Aparte del relevo en la presidencia, la junta incorpora
como vicepresidenta a Eva Madrid, directora de la finca
La Maraña, y a dos jóvenes socios, Antonio
Jiménez y Juan Pedro García.
José Madrid, el nuevo presidente, se ha marcado
como objetivo para la campaña 2006/2007 una producción
de 78.025.000 kilos de hortalizas y frutas. De este volumen
destacan el pimiento california (22.000.000 kilos), cítricos
(19.325.000 kilos), melones (8.000.000 kilos) apio verde
(7.795.000 kilos), lechuga iceberg (5.070.000 kilos) y alcachofa
(4.250.000 kilos). El resto se reparte entre variedades
nuevas de lechuga (little gem, por ejemplo), brócoli,
coliflor, coles y un largo etcétera.
Como novedad, San Cayetano ha programado la producción
de determinadas hortalizas, como espinacas, lollo rosso
e hinojo, a petición expresa de clientes concretos
(sobre todo, cadenas de supermercados).
«El reto no es ya cultivar primero y luego buscar
los clientes, sino cultivar aquello que los clientes piden»,
explica José Madrid.
«También estamos planteándonos -añade
el nuevo presidente- ampliar nuestra gama de productos manipulados
con la incorporación de cítricos, puesto que
nuestros socios ya acumulan una producción cercana
a los treinta millones de kilos, con unas plantaciones jóvenes
que irán aumentando». Para ello se prevé
la construcción de una nueva nave y la adquisición
de maquinaria para calibrado, selección y enmallado,
lo que requerirá una inversión de entre 6
y 7 millones de euros.
Respecto al plan de inversiones del presente año,
San Cayetano dedicará 1.700.000 euros a la mejora
de las fincas de los socios y otros 700.000 euros a infraestructuras,
sistemas de calidad y canales de comercialización.

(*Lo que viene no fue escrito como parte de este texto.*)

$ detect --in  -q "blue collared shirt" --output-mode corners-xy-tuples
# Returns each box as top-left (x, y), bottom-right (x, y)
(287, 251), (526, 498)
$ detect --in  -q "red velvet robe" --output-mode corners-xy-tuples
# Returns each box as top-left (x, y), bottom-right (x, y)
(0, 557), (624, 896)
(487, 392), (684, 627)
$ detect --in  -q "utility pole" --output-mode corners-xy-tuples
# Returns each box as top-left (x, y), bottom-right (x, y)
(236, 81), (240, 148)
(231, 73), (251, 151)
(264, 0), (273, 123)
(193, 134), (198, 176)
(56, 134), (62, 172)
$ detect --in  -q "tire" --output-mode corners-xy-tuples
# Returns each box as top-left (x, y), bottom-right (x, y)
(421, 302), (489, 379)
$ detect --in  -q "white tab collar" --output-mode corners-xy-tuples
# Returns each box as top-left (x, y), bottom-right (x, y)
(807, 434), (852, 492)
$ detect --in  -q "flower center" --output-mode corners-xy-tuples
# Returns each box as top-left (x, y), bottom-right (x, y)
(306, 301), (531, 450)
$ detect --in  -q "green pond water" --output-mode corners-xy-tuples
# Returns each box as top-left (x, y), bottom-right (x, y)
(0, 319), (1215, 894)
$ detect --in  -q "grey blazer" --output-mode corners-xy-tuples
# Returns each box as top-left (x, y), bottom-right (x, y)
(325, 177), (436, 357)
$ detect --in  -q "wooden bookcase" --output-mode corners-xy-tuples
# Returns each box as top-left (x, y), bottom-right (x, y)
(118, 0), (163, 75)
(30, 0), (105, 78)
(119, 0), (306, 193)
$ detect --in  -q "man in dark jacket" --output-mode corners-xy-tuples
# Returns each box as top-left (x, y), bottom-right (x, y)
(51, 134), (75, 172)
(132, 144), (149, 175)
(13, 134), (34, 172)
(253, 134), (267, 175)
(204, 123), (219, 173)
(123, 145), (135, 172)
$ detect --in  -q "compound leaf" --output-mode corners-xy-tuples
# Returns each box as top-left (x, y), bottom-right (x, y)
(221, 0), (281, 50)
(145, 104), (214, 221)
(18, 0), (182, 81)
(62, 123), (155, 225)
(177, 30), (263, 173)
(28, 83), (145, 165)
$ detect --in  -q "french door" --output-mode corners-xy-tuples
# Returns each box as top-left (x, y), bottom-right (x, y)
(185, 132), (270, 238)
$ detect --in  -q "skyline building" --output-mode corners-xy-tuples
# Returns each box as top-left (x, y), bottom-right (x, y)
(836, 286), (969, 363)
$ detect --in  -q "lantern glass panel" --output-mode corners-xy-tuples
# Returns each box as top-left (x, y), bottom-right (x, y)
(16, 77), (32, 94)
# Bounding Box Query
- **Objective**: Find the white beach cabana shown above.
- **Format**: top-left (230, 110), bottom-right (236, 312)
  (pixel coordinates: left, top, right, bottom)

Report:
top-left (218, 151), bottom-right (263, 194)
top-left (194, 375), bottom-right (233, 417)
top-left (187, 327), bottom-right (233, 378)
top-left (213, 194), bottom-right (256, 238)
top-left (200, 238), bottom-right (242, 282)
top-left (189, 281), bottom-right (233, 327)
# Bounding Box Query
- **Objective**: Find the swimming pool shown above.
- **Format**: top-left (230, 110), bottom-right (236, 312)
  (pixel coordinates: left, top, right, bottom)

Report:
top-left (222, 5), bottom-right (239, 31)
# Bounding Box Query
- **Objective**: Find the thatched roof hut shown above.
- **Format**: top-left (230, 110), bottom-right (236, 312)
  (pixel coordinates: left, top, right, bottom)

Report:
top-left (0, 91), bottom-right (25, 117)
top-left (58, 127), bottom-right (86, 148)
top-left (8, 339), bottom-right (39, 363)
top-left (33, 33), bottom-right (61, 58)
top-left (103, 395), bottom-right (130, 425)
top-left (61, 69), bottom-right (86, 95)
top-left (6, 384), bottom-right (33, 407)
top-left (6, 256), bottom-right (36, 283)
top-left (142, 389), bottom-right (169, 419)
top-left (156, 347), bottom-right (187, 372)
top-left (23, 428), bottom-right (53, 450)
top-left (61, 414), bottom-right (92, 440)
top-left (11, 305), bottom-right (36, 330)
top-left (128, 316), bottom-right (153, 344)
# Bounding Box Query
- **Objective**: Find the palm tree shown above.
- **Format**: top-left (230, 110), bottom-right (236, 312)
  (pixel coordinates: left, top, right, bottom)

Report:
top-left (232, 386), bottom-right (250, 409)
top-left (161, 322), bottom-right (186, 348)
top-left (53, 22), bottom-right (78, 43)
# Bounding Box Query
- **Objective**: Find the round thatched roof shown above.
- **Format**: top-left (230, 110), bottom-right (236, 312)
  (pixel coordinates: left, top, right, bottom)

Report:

José Madrid es consciente de que el panorama dista
de ser favorable debido a la escasez de agua, la concentración
de la demanda «y a la política europea de puertas
abiertas para todo y para todos los países, sin tener
en cuenta las producciones que disponemos los socios de
la UE».
«Nosotros -indica- vamos a intentar superar estas
dificultades aprovechando hasta la última gota. ¿Cómo?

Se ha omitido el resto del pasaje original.